I wanted to mark the locations with the soundscape. So, in the mother's place you hear these songs. You hear the Kolkata soaps that are very popular in Bangladesh. Every house has them playing at night.
The sheesha lounge, where Saba works, has hip hop, house music. I own a sheesha lounge myself in Dhaka so I'm very familiar with their soundscape.
As far as the locations are concerned, I wanted to show the Dhaka that I knew. Like the cops on the flyover scene—something similar had happened to me.
I wanted the audience to feel claustrophobic for Saba, because she's stuck. She has to let go to be free.
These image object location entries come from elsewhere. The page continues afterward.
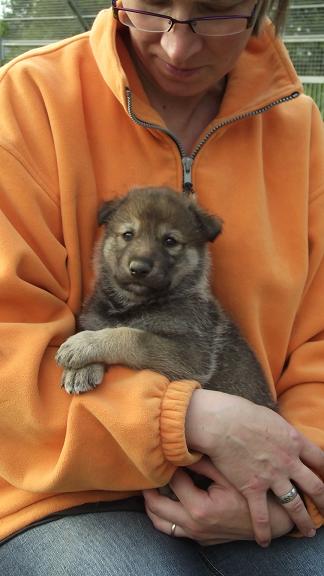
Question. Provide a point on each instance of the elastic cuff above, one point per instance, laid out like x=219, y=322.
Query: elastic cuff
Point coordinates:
x=174, y=409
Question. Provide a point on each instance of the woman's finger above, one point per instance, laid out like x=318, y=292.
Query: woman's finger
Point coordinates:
x=166, y=526
x=292, y=502
x=259, y=511
x=164, y=507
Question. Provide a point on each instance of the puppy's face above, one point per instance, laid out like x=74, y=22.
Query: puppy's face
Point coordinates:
x=154, y=241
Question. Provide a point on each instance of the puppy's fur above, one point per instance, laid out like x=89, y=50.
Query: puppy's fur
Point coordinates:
x=152, y=306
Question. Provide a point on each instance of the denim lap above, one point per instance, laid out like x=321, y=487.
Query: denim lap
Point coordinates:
x=126, y=543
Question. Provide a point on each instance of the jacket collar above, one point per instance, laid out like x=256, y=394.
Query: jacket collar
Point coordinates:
x=248, y=87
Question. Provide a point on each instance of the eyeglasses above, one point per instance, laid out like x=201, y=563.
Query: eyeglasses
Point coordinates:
x=204, y=26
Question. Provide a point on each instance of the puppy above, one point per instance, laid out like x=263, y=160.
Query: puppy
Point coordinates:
x=152, y=306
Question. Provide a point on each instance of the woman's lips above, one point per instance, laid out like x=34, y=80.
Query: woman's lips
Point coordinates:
x=180, y=72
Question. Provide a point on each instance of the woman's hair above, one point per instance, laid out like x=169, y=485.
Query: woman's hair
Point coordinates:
x=277, y=10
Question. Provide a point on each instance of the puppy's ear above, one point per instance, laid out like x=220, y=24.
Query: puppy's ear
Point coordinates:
x=107, y=209
x=209, y=225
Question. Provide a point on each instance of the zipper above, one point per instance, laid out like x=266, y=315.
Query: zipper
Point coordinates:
x=187, y=161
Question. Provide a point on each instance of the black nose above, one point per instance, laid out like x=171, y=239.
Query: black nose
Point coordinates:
x=140, y=266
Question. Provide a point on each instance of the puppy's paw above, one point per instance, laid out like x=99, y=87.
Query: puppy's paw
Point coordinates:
x=83, y=379
x=78, y=350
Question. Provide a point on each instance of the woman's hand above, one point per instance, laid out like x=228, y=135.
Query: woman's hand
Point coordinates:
x=214, y=516
x=257, y=450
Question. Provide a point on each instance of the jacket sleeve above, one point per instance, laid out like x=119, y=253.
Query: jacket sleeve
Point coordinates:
x=301, y=386
x=126, y=435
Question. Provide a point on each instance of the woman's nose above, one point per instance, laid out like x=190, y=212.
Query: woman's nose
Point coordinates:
x=181, y=44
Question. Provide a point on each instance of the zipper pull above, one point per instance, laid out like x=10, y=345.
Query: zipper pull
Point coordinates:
x=187, y=175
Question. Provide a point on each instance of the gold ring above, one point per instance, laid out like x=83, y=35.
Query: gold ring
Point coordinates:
x=289, y=496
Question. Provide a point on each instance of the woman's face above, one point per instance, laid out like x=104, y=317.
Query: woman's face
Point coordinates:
x=180, y=62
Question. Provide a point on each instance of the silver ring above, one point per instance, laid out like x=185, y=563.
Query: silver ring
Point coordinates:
x=289, y=496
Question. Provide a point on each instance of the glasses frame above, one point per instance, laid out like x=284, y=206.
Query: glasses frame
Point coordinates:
x=250, y=19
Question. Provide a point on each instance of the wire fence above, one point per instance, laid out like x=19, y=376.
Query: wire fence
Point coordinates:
x=25, y=24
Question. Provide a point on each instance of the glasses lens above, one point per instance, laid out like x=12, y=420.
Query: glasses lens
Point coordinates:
x=144, y=22
x=221, y=27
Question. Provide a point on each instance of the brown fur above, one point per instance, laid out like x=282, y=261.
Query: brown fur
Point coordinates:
x=152, y=306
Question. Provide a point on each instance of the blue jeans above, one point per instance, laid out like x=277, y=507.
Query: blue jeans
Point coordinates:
x=126, y=543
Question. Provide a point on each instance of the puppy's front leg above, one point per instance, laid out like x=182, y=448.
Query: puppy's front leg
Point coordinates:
x=128, y=346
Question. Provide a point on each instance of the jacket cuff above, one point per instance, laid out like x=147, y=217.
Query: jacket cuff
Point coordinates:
x=173, y=414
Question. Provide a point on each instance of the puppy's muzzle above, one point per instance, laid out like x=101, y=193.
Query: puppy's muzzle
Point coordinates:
x=140, y=267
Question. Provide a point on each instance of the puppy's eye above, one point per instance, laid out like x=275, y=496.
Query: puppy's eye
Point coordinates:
x=170, y=241
x=128, y=235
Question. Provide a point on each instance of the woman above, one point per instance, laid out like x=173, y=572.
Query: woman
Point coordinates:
x=197, y=96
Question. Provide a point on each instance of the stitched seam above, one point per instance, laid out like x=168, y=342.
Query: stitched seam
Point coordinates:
x=209, y=565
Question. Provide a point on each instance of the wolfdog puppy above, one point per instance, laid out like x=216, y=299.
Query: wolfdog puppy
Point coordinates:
x=152, y=305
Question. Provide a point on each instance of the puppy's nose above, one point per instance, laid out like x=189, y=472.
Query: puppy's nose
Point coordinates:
x=140, y=266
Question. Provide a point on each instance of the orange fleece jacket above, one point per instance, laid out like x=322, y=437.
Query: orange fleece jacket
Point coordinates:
x=67, y=142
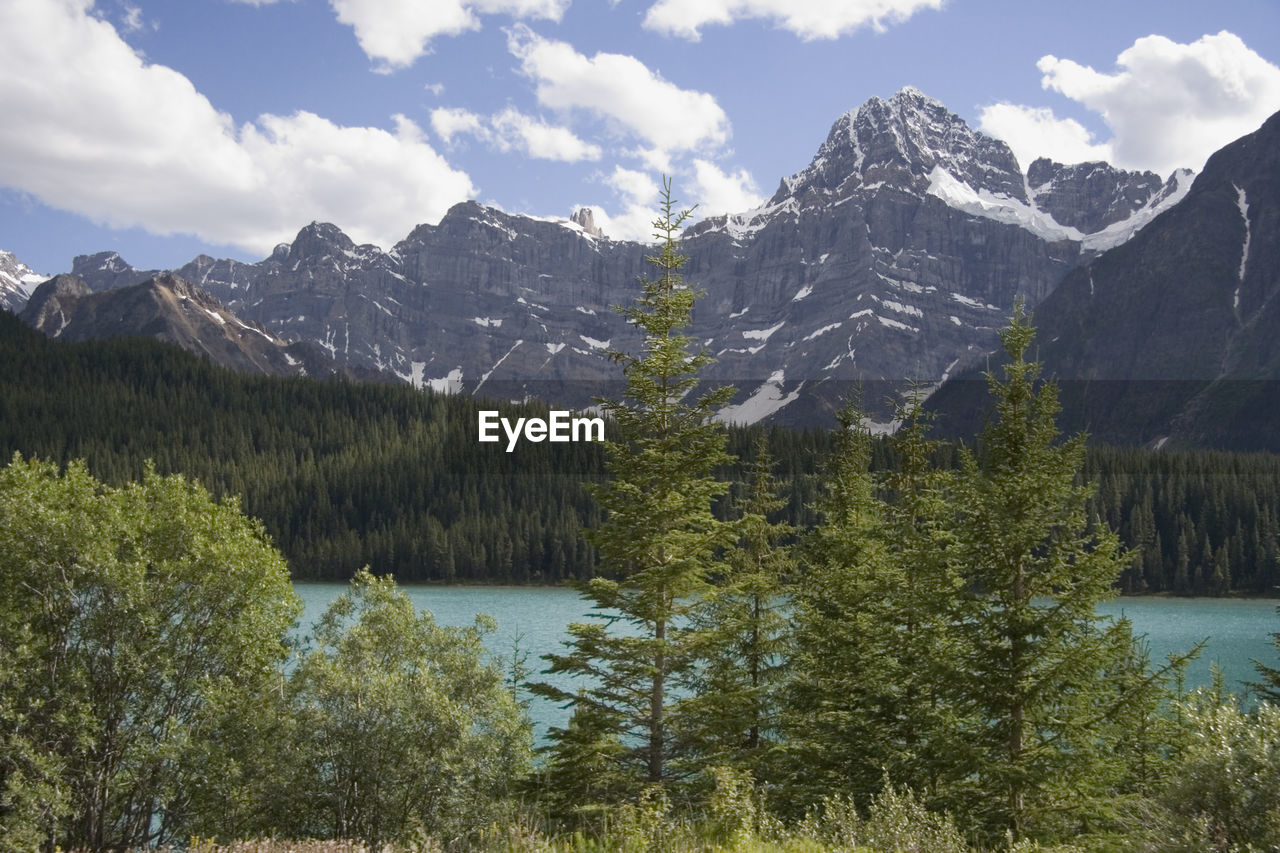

The only time you feel a sense of freedom and the frame gets bigger, is when they go on the outing to the park.
Which brings me to the fantastic performance from Mehazabien Chowdhury as Saba and all the other actors as well...
Nothing makes me happier than when I hear that people loved my actors. We went through a long, arduous audition process for the role of Saba where I met almost everyone in Bangladesh, all the actresses, the leading ones and also some new ones from theatre who may not have done a lot of work but are good. But no one was feeling like Saba. It was Trilora who recommended Mehazabien. She is one of the biggest TV stars in Bangladesh. She has been working in television for the last 14 years. She has over 5 million followers in Bangladesh. I've worked with her on commercials before which was more in the realm of glamour. She had been waiting to do her first feature film. She wanted it to be special. She was instantly interested in Saba. I gave her the script, and she got back to me in two days. She agreed to the six months of rehearsals with the entire cast. And after that I cast the others depending on how they would fit with her. It has been an absolutely wonderful experience working with them.